An update on our ML features and how we plan to integrate ML on P123. There are several threads on the topic in case you want to read more. If I missed some important posts let me know.
Python code for calling 123 API - https://www.portfolio123.com/mvnforum/viewthread_thread,12580
Nice ML integration on FactSet - https://www.portfolio123.com/mvnforum/viewthread_thread,12693
Machine Learning for Factor Investing - https://www.portfolio123.com/mvnforum/viewthread_thread,12733
We are currently deciding the best way to have something user friendly enough while maintaining flexibility for power users, that won’t require huge effort from us, and won’t cost the end user too much to use.
Cost
DataRobot was helpful to show our data scientist an example with real data and to get a sense of the costs . He uploaded the sp500 stocks with about 60 features for 10y and he burned $500 credit pretty fast. So back of the envelope estimate to train a model for russell 3k you would spend maybe 18x that (6x for 3K stocks and 3x for different feature combos). So that’s ~$10K which seems expensive since we only used CPU intensive algorithms as far as I know. No GPUs or TPUs. We’re going to try different clouds to compare. DataRobot is likely the most expensive. And, if we only require CPUs for these algos, then doing it in our own servers will be the best way to make it affordable. We would just use a cloud for peak usages.
How it will be cohesive and easy to use …
There are too many ways to screw up if you are downloading from P123 , uploading to train, then downloading predictions to use . So we need this to be seamless. The bare minimum simple integration involves these components
- A front end to create a feature set and target with some simple tools to examine data and transform it
- A front end to kick off the learning: universe selection, periods, models, # of “cores” used
- A front end to examine results
- A way to use the trained model in P123 systems which will be just another function
Notice nowhere in the use case above is the API mentioned because it’s all behind the scenes.

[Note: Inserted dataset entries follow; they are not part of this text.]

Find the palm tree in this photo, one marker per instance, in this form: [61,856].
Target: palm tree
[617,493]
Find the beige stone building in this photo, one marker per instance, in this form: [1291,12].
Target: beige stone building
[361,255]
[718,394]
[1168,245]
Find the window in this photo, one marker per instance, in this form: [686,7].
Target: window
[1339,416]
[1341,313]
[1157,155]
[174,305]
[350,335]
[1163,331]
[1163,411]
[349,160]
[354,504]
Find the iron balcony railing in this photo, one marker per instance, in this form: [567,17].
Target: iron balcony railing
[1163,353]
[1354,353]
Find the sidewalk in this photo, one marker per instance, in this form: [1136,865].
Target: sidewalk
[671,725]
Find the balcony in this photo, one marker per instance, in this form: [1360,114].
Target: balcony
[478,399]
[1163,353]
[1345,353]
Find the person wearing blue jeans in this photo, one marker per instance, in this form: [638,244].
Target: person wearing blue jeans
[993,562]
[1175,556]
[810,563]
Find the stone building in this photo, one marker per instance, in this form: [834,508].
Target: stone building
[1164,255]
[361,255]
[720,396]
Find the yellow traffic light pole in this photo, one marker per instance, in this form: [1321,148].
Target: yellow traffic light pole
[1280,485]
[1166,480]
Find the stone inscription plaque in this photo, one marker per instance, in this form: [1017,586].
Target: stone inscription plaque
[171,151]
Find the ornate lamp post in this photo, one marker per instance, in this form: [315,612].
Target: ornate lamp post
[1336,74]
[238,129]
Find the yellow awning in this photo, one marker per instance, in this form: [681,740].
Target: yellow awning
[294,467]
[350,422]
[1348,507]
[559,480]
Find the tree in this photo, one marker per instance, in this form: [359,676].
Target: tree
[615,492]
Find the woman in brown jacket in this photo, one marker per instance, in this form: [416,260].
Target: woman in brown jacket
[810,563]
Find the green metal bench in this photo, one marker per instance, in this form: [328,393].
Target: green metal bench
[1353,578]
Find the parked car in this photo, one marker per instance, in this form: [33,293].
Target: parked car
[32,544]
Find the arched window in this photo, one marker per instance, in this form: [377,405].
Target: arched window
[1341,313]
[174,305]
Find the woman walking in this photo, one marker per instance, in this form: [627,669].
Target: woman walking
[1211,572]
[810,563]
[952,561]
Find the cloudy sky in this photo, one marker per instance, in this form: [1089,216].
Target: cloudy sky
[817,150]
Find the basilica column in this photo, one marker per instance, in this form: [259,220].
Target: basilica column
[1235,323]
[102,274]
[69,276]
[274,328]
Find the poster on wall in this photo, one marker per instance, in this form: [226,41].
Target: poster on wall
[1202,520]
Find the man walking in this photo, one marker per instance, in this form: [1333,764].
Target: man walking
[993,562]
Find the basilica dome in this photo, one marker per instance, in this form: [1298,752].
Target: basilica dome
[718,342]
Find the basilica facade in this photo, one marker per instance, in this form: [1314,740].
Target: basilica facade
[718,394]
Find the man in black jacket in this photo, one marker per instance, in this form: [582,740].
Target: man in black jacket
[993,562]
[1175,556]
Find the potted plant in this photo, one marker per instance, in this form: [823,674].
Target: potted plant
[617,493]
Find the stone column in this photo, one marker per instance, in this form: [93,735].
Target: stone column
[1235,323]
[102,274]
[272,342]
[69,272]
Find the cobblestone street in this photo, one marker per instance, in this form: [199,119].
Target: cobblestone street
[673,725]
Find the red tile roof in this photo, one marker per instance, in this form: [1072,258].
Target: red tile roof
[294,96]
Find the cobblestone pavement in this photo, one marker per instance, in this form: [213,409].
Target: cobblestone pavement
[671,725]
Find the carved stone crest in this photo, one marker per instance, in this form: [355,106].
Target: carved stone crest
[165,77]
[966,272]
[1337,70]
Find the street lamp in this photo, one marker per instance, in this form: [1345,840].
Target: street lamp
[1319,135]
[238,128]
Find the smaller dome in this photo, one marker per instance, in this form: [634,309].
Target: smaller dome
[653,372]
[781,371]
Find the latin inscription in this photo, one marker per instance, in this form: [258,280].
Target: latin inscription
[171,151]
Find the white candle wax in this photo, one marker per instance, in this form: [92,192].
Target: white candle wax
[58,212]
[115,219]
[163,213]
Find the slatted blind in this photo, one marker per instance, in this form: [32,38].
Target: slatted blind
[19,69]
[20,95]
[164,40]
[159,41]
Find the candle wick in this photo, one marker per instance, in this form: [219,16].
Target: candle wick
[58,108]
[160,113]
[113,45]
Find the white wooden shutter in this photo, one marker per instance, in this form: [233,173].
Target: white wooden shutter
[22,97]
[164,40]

The learning part will be (initially) in a cloud service like AWS in a P123 account. We would simple charge the user for the cloud cost + some profit factor. The great thing about the integration is that you will be able to use the actual values if you want , not the ranked ones, since there’s no data license issue (data is never downloaded)
For advanced users that want to use the API we will add a way to import the results back into P123 so they can runs backtests with predictions or run a live model.
That’s the current direction. Let us know your thoughts.